While many organizations are comfortable with on-premise data storage, which guarantees control over security, access, and up-time, but, they find it expensive to maintain, and are inclined to produce data silos across various departments

Clinical documents — from healthcare administrative data to patient records with prescriptions — often have a complicated language that takes time to analyze and process. It’s quite challenging to manage such documents like capturing, tracking, and storing for example PDFs, word files, and digital images of paper-based content. So, it’s challenging to develop a platform to process clinical documents without any error.

The Right Solution

Digital document management helps organizations save time and money. It provides document security, access control, audit trails, centralized storage, and organized search with a solution. Emerging ML or AI-based techniques are assisting HCOs in processing data.

For example, natural language processing (NLP) creates new documents that help to jot down a clinical visit summary or dictate clinical notes via speech recognition for relevant information. The interconnected system helps physicians or staff to save detailed information of patients with no human error.

Final Thoughts                                  

The future of data analytics in healthcare is bright.

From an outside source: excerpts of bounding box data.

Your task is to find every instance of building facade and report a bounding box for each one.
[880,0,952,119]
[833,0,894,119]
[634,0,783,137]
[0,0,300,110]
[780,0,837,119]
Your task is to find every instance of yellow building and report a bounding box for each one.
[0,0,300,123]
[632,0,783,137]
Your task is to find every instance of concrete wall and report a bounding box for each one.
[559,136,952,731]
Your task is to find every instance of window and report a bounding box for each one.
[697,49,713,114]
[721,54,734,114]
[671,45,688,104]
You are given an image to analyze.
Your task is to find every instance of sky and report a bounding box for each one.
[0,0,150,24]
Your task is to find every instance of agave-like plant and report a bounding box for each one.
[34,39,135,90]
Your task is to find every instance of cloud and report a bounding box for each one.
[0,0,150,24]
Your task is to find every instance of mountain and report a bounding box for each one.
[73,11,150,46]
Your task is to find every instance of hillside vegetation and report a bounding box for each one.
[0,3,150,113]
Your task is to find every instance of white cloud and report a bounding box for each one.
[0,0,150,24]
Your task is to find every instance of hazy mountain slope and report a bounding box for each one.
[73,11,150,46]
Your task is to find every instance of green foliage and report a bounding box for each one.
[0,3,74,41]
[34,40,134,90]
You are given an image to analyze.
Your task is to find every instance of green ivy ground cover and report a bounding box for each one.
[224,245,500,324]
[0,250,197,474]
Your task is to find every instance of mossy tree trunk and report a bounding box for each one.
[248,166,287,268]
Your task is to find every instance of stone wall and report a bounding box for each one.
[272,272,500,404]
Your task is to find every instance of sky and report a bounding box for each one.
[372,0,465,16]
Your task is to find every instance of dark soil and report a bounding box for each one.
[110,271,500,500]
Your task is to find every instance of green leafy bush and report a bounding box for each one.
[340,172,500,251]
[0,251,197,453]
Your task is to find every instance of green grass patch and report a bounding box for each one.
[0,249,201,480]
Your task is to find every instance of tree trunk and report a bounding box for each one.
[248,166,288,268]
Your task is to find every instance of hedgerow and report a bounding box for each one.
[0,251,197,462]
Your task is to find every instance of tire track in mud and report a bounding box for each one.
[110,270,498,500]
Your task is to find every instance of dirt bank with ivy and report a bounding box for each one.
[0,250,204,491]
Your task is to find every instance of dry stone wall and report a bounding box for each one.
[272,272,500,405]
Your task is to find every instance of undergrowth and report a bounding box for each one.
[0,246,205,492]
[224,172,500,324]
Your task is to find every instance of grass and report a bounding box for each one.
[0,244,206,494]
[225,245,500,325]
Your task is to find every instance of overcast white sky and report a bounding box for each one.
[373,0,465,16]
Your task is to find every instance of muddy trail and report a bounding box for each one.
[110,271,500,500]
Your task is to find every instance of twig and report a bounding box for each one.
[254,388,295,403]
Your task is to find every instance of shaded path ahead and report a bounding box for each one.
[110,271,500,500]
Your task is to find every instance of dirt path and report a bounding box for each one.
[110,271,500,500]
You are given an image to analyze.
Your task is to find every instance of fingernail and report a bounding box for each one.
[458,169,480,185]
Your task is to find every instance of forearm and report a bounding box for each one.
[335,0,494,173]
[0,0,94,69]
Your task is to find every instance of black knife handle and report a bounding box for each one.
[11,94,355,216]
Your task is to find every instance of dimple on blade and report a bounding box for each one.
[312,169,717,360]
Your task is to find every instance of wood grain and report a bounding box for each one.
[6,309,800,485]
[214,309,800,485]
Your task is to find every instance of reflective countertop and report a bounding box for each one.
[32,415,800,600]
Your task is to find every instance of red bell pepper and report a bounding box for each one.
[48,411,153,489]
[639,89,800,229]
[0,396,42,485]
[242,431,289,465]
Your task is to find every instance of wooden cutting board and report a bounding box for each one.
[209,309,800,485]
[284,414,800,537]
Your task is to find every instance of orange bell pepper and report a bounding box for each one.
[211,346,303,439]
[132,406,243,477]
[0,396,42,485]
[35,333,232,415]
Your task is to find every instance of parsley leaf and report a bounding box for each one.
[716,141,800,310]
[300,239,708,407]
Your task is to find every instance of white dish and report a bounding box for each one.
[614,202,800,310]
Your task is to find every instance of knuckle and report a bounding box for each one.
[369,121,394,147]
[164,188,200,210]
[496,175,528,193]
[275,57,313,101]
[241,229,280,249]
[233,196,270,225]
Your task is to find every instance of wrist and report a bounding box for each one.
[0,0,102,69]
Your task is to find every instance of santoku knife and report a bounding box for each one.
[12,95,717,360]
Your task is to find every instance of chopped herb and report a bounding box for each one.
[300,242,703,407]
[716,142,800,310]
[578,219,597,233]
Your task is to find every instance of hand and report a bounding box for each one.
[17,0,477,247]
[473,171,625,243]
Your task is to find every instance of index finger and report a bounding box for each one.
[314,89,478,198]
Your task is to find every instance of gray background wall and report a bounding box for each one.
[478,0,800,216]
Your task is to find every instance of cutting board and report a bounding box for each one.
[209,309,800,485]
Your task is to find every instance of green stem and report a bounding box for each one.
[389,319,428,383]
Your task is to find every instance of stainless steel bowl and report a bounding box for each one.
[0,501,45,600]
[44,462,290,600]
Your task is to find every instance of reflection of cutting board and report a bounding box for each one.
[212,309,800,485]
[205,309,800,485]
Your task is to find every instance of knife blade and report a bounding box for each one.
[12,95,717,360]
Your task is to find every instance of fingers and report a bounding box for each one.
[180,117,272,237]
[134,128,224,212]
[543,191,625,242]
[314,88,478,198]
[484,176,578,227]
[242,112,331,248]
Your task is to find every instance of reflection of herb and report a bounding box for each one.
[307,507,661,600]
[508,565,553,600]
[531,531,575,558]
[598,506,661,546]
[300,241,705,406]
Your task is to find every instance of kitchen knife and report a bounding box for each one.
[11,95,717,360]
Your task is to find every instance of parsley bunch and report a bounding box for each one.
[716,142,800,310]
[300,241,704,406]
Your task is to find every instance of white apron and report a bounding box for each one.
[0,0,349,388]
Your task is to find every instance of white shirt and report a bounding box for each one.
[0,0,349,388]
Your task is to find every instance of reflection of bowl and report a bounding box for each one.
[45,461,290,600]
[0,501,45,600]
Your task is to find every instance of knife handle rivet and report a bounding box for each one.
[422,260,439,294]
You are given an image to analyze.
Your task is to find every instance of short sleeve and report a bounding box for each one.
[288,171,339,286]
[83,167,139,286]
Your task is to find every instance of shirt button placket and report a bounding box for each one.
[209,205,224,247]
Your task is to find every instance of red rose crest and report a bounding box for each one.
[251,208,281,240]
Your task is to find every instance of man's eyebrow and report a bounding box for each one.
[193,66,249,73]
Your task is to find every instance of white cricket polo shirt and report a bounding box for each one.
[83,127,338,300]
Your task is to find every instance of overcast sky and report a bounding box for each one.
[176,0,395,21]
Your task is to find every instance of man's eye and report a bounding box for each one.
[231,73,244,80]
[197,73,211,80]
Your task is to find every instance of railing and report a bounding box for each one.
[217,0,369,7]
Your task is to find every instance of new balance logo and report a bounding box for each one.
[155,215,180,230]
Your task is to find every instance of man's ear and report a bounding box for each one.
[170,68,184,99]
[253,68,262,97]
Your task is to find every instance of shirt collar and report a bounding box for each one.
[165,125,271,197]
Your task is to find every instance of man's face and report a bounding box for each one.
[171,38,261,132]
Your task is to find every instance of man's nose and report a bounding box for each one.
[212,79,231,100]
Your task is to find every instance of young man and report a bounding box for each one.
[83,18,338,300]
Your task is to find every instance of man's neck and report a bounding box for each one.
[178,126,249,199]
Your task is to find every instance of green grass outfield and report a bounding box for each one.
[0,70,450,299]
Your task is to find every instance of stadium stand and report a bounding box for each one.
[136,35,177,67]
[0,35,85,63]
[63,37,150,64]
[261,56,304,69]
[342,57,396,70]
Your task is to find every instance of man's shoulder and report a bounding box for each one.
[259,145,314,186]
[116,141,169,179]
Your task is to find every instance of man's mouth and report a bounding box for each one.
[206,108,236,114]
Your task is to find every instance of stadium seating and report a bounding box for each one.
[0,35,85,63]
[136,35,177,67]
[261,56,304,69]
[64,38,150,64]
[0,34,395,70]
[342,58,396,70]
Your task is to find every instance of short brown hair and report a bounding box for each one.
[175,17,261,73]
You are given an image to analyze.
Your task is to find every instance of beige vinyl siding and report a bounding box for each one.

All you need to do is to take care of the challenges while leveraging data analytics and how you overcome them. As a result, you’ll experience better practice growth by providing quality care to your patients.

At CapMinds, we successfully implement cloud-based EHR, RCM, telehealth, and other advanced health IT solutions for hospitals, clinics, and health centers to help them deliver quality healthcare to their patients and ultimately improve the practice workflow process.